O "sim" venceu. Está despenalizado o aborto até às dez semanas, quando feito em estabelecimento de saúde autorizado e por vontade expressa da mulher.
Parece que o povo português não é particular adepto destas formas de democracia directa; embora a abstenção tenha diminuído relativamente ao anterior referendo não votaram metade dos eleitores, condição necessária para que o resultado do mesmo seja vinculativo. Não importa. Está estabelecido o consenso entre vencedores e vencidos para que o artigo do Código Penal que criminalizava tal prática seja alterado.
Votei "sim". Fui sensível aos argumentos de carácter social e económico pois, na verdade, quem acabava sendo penalizada era a mulher de mais baixo extracto social.

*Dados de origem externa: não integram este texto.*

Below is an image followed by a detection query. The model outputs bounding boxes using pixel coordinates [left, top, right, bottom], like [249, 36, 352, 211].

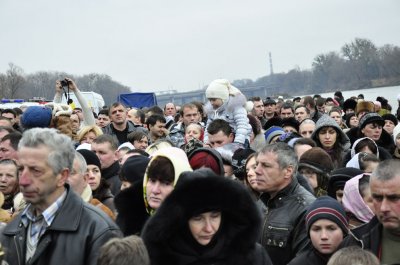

Ficaram por explicar algumas das minhas dúvidas: porquê dez semanas? Por que razão a lei, decalque da nossa, funcionou em Espanha e entre nós não funcionou?
Espero que agora funcione. É evidente que o aborto clandestino não desaparecerá de todo. Se não desapareceu na civilizada e organizada Suécia como iria desaparecer entre nós? E é claro que haverá mulheres que irão ser criminalizadas; todas aquelas que praticarem o aborto após as dez semanas. Ou talvez não. Cá estaremos para ver.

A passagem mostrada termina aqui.